The Burrell family made their fortunes as iron masters and had lived in the area from the mid 1400s. Timothy was born in 1643. He was educated at Trinity College, Cambridge, was called to the bar and practiced in London.
Clearly city life did not suit him and he returned to his home at Ockenden, Cuckfield to pursue law locally. He became known as ‘Counsellor Burrell’.
Today memorials to the Burrells can be found on the walls of Cuckfield Church, these are just cold impersonal facts recorded on stone - but Timothy’s writings bring the writer to life and you can relate to what he was thinking at the time. It’s almost as if it’s last week rather than three centuries ago.

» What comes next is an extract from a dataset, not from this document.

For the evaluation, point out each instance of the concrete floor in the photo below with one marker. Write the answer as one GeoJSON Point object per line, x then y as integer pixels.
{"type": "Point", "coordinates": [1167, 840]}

He clearly had a great sense of humour, his account books contain many curious and cynical entries illustrated by primitive doodles. You can read the irony in extracts like:
1705. Pay'd Gosmark for making cyder 1 day, whilst John Coachman was to be drunk with the carrier's money, by agreement; and I pay'd 2d. to the glasyer for mending John's casement broken at night by him when he was drunk.
1706. 25th March. Pd. John Coachman by Ned Virgo, that he may be drunk all the Easter week, in part of his wages due, £1.

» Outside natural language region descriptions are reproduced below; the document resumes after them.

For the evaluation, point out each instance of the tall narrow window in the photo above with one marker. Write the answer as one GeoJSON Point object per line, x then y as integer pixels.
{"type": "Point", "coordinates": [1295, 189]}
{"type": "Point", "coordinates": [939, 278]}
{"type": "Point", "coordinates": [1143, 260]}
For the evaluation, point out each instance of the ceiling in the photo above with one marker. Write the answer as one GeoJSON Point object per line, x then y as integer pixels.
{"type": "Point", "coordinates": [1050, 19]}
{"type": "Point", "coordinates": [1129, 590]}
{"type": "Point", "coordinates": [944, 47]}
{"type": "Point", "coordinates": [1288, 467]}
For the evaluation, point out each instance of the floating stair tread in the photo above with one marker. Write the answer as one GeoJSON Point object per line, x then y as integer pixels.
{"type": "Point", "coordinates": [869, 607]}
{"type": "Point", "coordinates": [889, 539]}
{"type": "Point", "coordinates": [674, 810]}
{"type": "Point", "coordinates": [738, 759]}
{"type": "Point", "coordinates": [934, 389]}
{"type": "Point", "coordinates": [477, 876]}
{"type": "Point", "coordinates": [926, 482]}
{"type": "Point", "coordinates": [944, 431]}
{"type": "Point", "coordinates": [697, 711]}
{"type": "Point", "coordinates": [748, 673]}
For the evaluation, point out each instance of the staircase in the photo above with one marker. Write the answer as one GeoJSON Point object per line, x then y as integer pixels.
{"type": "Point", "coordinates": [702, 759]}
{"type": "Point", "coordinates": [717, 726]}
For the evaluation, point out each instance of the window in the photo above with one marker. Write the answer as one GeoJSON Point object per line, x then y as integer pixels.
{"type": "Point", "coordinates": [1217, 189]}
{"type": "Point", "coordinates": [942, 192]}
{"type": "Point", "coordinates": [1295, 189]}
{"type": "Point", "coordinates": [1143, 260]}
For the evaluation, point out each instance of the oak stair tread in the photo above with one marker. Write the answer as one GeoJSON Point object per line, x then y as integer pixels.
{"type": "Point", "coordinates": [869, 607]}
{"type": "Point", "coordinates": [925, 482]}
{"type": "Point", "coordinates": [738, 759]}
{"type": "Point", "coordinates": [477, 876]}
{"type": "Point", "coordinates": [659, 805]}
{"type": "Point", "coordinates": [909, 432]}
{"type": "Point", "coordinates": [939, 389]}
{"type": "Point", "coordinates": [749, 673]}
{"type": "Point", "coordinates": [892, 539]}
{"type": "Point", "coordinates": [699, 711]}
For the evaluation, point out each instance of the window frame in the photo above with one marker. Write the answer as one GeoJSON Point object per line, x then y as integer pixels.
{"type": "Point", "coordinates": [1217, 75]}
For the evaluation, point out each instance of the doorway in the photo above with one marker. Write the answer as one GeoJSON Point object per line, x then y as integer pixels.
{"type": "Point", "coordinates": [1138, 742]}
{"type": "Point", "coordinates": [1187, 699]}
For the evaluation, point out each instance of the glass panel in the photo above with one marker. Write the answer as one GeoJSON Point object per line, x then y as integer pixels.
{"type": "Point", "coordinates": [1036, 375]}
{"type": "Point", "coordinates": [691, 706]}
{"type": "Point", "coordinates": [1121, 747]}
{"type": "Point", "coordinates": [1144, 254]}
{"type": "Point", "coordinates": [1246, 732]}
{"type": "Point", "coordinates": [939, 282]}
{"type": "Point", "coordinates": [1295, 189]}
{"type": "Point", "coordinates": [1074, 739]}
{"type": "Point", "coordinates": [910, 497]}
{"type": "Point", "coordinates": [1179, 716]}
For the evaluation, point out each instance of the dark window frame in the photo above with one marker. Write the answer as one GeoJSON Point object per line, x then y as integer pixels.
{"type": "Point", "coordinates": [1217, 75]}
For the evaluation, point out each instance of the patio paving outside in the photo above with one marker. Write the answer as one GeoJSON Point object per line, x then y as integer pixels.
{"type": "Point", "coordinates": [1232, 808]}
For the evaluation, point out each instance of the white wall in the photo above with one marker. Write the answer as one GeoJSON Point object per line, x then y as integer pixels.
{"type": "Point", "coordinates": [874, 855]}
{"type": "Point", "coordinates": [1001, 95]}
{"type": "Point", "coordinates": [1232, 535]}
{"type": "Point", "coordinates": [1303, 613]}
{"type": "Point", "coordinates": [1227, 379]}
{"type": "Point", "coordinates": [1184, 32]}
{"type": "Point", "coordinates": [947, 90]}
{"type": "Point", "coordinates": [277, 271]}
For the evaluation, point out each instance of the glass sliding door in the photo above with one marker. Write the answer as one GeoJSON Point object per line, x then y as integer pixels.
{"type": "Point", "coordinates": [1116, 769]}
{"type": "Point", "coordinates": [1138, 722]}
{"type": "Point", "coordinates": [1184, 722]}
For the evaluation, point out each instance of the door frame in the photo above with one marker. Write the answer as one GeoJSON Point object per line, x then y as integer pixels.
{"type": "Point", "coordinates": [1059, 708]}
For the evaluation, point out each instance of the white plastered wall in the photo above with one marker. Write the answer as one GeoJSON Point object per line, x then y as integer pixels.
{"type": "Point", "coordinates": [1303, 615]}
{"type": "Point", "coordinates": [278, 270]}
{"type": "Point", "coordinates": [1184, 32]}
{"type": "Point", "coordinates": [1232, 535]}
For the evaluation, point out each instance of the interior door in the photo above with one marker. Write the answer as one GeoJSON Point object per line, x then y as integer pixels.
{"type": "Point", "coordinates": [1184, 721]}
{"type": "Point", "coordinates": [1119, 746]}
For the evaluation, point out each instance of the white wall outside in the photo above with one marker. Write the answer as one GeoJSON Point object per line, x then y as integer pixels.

He gives us an insight into a sumptuous feast laid on by the Burrell family for 13 guests on New Year’s Day 1707:
Calves' head and bacon
Roast beef, sirloin
Veale, a loin
Boiled beef, a clod
Two baked puddings
Three dishes of minced pies
Two dishes of tarts
Burrell details the making of the family’s favourite plum porridge:
Take of beef-soup made of legs of beef, 12 quarts; if you wish it to be particularly good, add a couple of tongues to be boiled therein. Put fine bread, sliced, soaked, and crumbled; raisins of the sun, currants and pruants two lbs of each; lemons, nutmegs, mace and cloves are to be boiled with it in a muslin bag; add a quart of red wine and let this be followed, after half an hour's boiling, by a pint of sack. Put it into a cool place and it will keep through Christmas.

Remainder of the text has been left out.